As detailed by Sustainable Population Australia, the housing crisis has been inflamed by the government’s increase in immigration to serve the economy. It is pointed out that “the solution to the housing crisis is multi-faceted. It must include a combination of tax reform, regulation, investment in public housing and a sustainable population policy that will contribute to demand management”.
Again the government has failed to recognise the dire harms of a policy of eternal economic growth fanned by immigration. If Australia had a population policy based on science, we might recognise that population expansion is a significant fact in loss of biodiversity and food producing ecological services when our cities expand on to food producing land.
We need to solve this wicked problem of the homeless now and it requires a different way of grasping how homes can be built and financed quickly.

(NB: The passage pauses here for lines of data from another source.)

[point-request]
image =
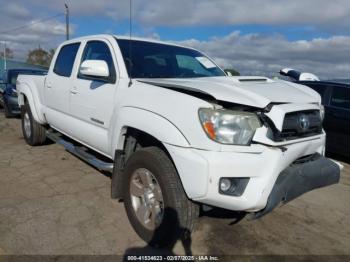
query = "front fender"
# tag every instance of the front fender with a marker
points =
(149, 122)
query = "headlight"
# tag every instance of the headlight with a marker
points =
(228, 126)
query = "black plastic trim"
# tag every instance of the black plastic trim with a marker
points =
(299, 178)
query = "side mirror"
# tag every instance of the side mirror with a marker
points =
(94, 68)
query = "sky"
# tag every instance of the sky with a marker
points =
(255, 37)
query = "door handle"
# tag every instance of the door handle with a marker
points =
(74, 91)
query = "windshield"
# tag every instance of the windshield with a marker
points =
(153, 60)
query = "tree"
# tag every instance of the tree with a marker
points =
(40, 56)
(232, 72)
(9, 53)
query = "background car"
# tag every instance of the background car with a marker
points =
(8, 93)
(336, 100)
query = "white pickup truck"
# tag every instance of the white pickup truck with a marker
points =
(176, 132)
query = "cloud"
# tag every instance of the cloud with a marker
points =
(22, 31)
(323, 13)
(255, 54)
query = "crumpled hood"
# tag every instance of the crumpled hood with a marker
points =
(252, 91)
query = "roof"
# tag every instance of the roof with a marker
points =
(124, 37)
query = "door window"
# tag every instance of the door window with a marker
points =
(341, 97)
(98, 50)
(65, 60)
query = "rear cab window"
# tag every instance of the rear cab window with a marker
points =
(340, 97)
(65, 59)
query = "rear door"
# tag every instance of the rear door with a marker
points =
(58, 84)
(338, 120)
(92, 100)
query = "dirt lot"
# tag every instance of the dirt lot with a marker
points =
(53, 203)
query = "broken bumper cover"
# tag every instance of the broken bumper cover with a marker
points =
(300, 178)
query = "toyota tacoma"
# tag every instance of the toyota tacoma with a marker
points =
(175, 132)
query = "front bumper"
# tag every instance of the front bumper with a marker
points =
(200, 171)
(300, 178)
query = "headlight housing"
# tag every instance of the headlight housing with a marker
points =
(228, 126)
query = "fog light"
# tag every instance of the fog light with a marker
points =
(233, 186)
(225, 184)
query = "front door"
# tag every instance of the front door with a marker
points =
(337, 121)
(92, 100)
(58, 84)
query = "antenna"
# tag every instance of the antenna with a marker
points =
(67, 20)
(5, 55)
(130, 32)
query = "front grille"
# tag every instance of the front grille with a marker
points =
(300, 124)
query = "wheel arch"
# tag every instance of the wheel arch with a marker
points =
(26, 95)
(133, 139)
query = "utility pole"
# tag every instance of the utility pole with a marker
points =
(67, 21)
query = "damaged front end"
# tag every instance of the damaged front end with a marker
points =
(302, 176)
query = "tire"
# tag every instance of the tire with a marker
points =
(7, 112)
(33, 133)
(179, 214)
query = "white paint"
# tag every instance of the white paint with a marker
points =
(70, 104)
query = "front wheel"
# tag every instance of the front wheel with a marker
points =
(33, 133)
(154, 199)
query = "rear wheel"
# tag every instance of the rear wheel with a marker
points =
(154, 199)
(33, 133)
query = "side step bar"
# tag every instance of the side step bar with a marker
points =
(80, 152)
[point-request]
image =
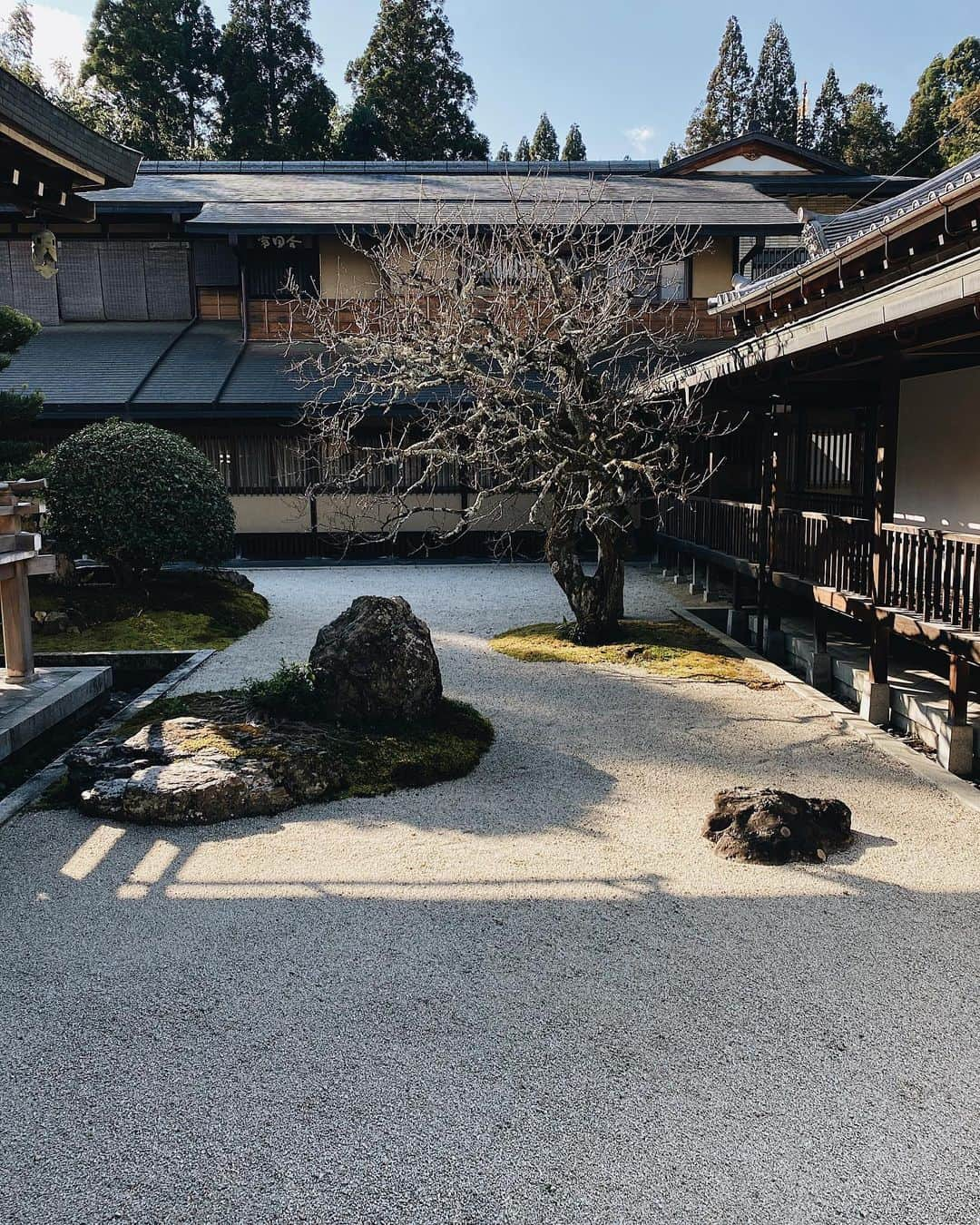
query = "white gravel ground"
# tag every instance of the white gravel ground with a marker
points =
(531, 995)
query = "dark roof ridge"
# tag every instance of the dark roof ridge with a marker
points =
(406, 168)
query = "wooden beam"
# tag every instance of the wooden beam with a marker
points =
(959, 686)
(15, 608)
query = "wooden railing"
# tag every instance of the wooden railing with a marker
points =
(935, 574)
(716, 524)
(828, 550)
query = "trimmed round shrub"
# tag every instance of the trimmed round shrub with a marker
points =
(135, 496)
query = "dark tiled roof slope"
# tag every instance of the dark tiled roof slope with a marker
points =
(316, 200)
(156, 369)
(34, 115)
(825, 234)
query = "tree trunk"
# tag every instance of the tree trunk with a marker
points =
(595, 599)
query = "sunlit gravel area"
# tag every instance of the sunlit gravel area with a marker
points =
(532, 995)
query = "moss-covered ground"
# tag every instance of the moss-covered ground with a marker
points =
(377, 760)
(663, 648)
(177, 612)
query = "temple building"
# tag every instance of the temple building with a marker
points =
(172, 308)
(849, 493)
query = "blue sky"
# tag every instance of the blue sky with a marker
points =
(629, 73)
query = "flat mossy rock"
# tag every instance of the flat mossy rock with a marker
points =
(766, 826)
(375, 663)
(190, 770)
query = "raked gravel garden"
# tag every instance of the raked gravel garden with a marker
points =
(527, 995)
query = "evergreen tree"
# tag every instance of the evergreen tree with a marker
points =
(544, 144)
(962, 137)
(729, 86)
(774, 100)
(804, 120)
(574, 146)
(157, 56)
(940, 126)
(273, 103)
(671, 154)
(16, 408)
(830, 118)
(357, 133)
(871, 137)
(91, 104)
(17, 44)
(413, 77)
(703, 130)
(919, 137)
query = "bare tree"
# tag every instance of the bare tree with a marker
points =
(524, 353)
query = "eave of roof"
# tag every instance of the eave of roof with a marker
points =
(828, 238)
(930, 290)
(39, 119)
(727, 149)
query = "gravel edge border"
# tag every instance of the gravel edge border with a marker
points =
(958, 788)
(22, 797)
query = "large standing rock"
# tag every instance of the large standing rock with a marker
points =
(766, 826)
(377, 664)
(191, 770)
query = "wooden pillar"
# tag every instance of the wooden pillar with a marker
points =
(959, 685)
(769, 625)
(884, 508)
(15, 608)
(819, 629)
(876, 702)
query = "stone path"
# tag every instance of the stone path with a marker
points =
(532, 995)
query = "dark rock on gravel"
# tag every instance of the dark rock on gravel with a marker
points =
(766, 826)
(377, 664)
(191, 770)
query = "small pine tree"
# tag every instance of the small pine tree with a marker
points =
(273, 103)
(871, 137)
(574, 146)
(412, 76)
(830, 118)
(919, 139)
(703, 130)
(774, 98)
(357, 133)
(544, 144)
(962, 137)
(729, 86)
(16, 408)
(671, 154)
(17, 44)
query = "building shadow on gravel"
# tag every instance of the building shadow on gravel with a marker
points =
(563, 1046)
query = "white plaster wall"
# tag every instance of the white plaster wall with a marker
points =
(937, 476)
(271, 512)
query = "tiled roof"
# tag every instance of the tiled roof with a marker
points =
(153, 368)
(35, 116)
(402, 168)
(826, 234)
(823, 234)
(260, 201)
(90, 363)
(165, 370)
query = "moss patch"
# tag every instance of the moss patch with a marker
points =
(377, 760)
(178, 612)
(663, 648)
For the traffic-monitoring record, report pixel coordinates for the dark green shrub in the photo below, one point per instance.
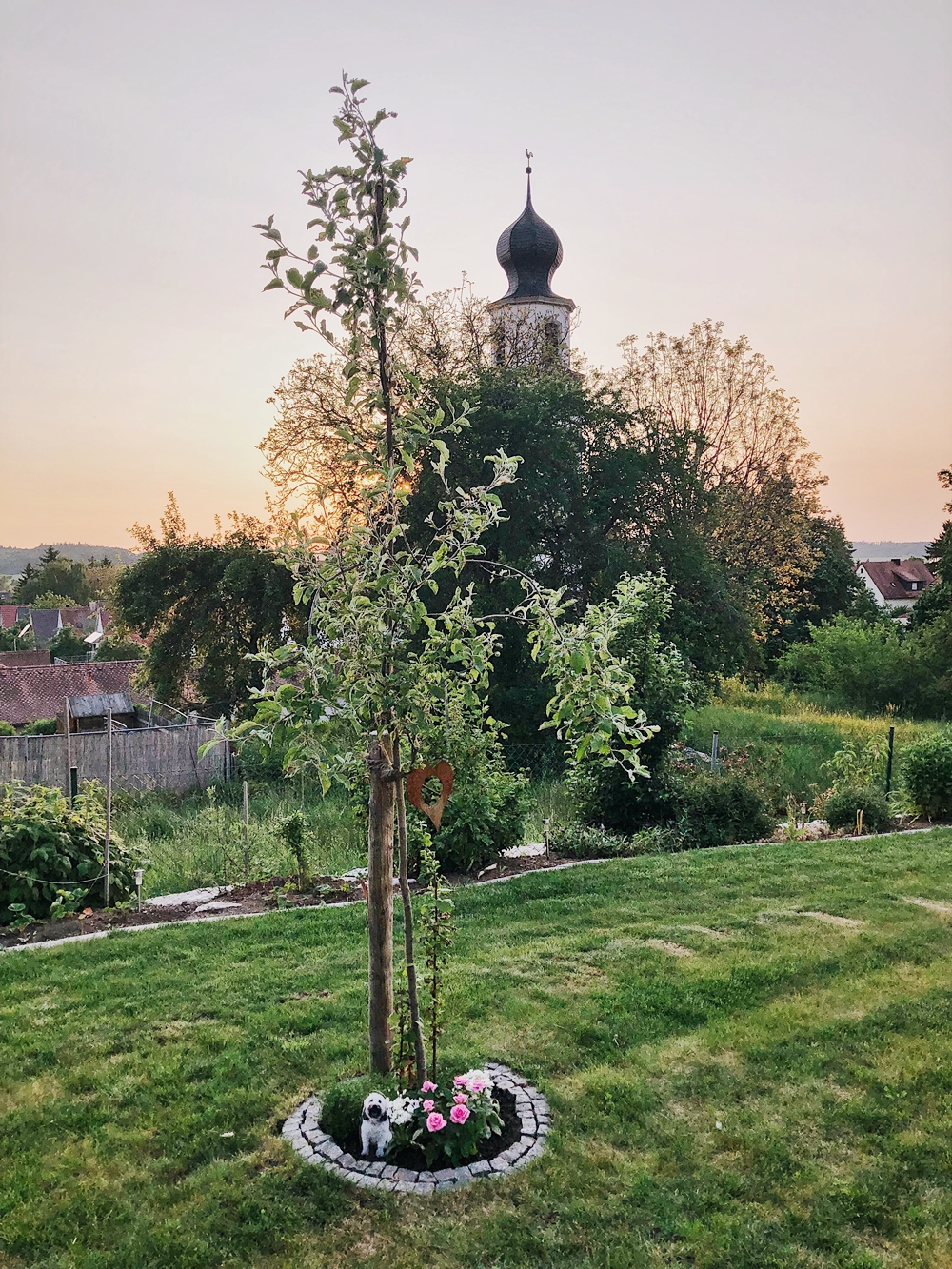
(487, 807)
(585, 842)
(720, 810)
(41, 727)
(605, 796)
(46, 845)
(927, 773)
(342, 1105)
(842, 806)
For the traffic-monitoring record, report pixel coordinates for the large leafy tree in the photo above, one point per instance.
(395, 643)
(594, 500)
(204, 605)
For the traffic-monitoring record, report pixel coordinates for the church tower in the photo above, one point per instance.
(531, 323)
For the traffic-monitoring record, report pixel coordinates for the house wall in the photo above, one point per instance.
(148, 758)
(879, 597)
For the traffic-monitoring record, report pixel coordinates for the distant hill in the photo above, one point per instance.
(887, 549)
(13, 560)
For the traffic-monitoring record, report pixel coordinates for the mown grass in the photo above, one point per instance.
(823, 1050)
(791, 738)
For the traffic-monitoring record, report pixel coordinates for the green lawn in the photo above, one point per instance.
(823, 1048)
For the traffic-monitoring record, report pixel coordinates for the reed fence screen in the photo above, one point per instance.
(144, 758)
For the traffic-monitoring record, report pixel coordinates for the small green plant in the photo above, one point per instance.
(927, 773)
(720, 810)
(844, 806)
(292, 834)
(48, 845)
(585, 842)
(853, 768)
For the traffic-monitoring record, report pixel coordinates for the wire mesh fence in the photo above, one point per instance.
(543, 762)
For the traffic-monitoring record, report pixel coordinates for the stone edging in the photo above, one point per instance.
(303, 1130)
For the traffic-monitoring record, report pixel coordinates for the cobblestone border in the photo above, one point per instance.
(304, 1131)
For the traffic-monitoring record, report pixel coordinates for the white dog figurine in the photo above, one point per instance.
(375, 1124)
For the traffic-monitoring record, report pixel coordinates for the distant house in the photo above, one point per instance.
(26, 658)
(33, 692)
(895, 583)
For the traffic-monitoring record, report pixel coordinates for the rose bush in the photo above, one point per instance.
(446, 1123)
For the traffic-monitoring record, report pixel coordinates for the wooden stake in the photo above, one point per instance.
(380, 899)
(109, 797)
(413, 999)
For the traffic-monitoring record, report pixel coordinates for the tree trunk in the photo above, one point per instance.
(380, 900)
(415, 1021)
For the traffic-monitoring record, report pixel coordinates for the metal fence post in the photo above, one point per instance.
(244, 816)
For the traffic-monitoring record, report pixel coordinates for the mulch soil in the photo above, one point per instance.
(413, 1158)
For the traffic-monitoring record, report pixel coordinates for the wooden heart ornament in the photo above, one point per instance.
(415, 780)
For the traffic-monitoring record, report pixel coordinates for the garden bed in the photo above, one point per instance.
(526, 1122)
(263, 896)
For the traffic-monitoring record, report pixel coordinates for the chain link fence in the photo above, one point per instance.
(543, 762)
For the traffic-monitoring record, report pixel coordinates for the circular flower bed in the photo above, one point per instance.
(305, 1134)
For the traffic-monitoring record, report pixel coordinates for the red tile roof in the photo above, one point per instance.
(889, 575)
(29, 693)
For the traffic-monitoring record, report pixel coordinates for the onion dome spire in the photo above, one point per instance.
(529, 251)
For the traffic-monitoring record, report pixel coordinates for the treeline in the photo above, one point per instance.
(687, 461)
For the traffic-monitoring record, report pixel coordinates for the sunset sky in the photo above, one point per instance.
(783, 168)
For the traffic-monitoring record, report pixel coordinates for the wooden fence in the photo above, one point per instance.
(144, 758)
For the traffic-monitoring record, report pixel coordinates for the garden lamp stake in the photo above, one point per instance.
(109, 797)
(244, 818)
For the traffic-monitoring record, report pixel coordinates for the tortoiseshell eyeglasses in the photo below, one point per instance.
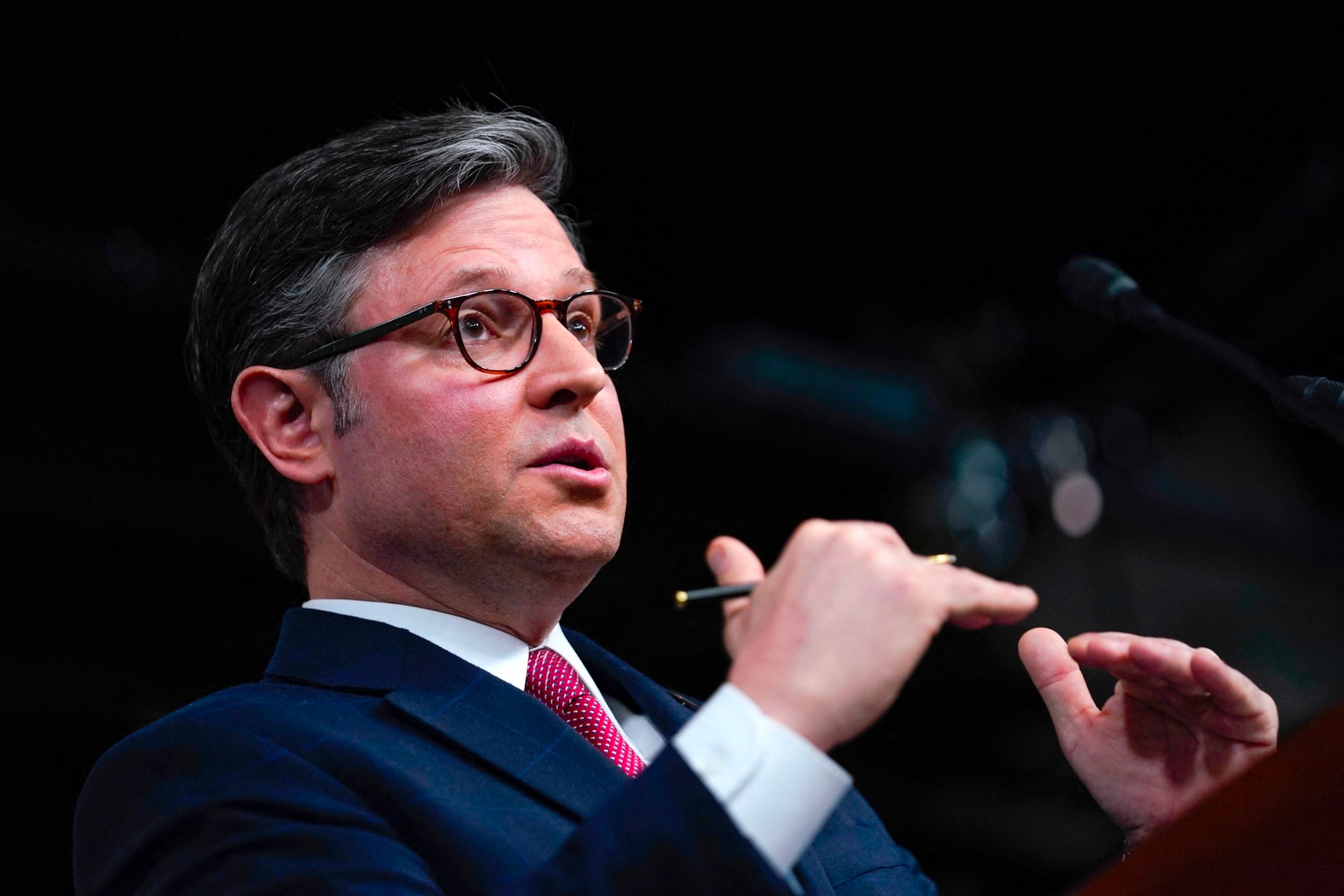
(498, 329)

The solution – manufactured homes
To illustrate the magnitude of action we need, let us visualise post war Britain. Two hundred thousand homes had been destroyed from bombing and there were no cars to live in. In 1947 near to our home in Britain a large field nurtured a herd of cows. Within a year the bovine inhabitants were replaced by 400 humans living in over a hundred prefabricated homes.
Between 1945 and 1949, 156,623 prefab bungalows were built for families, couples and singles by a bankrupt, heavily destroyed country.
These were intended as cheap temporary accommodation but they lasted for decades, communities formed, houses were painted with pride and trees were planted. Homeless children suddenly had the stability and social awakening of a local school; parents went to their work, much of it low paid, by efficient bus services. Happiness was a low, stable rent in a secure house.
The factory construction, transport and erection are detailed in “A Brief History of Prefabs”, a Historic England Blog. Good reading for Minister Collins, Minister for Housing and Homelessness.
In Australia some prefabs for the homeless are being provided by the Andrews’ government. As in Britain in 1946, they are built on an efficient assembly line inside a factory avoiding variable weather. Today new prefab housing should be fitted with solar panels.
Immediate finance
So where is the national financial plan for immediate action? This must provide guidance to Premiers who have a predilection to spend our money on Footy stadiums and international golf tournaments to create happiness rather than housing the homeless.
Where did a bankrupt Britain obtain their money? I suspect they had no alternative but to print it. If so, it was a historic use of modern monetary theory (MMT).
Today, government could create money for public spending simply by issuing currency and expanding the deficit for the greatest need of our time –housing. This would fulfil the treasurer’s dalliance to introduce happiness into economic management. Yes, there would be howls of anger from most of the media, business and most colleagues who still think this would transgress economic science– but economics isn’t a science and there are alternatives!
Yes there is a danger of increased inflation but this can be solved by increasing taxes for example from the rich with the beneficial impact of creating a more equal society. Indeed MMT has a particular use in delivering social policy, wealth inequality and access to housing.
The devastating homelessness from the north coast floods and the huge 2019-2020 bushfires which will inevitably recur from progressive climate change, necessitate a national holding of small manufactured homes. These can be dispatched and assembled quickly and would help the family and economic disruptions by the fastest available means.
All these suggestions should be considered by the Treasurer and if he cannot entertain them please may we have the reasons why.
Currently the homeless continue to sleep under the awnings on one side of the street while the rest of us walk by on the other side.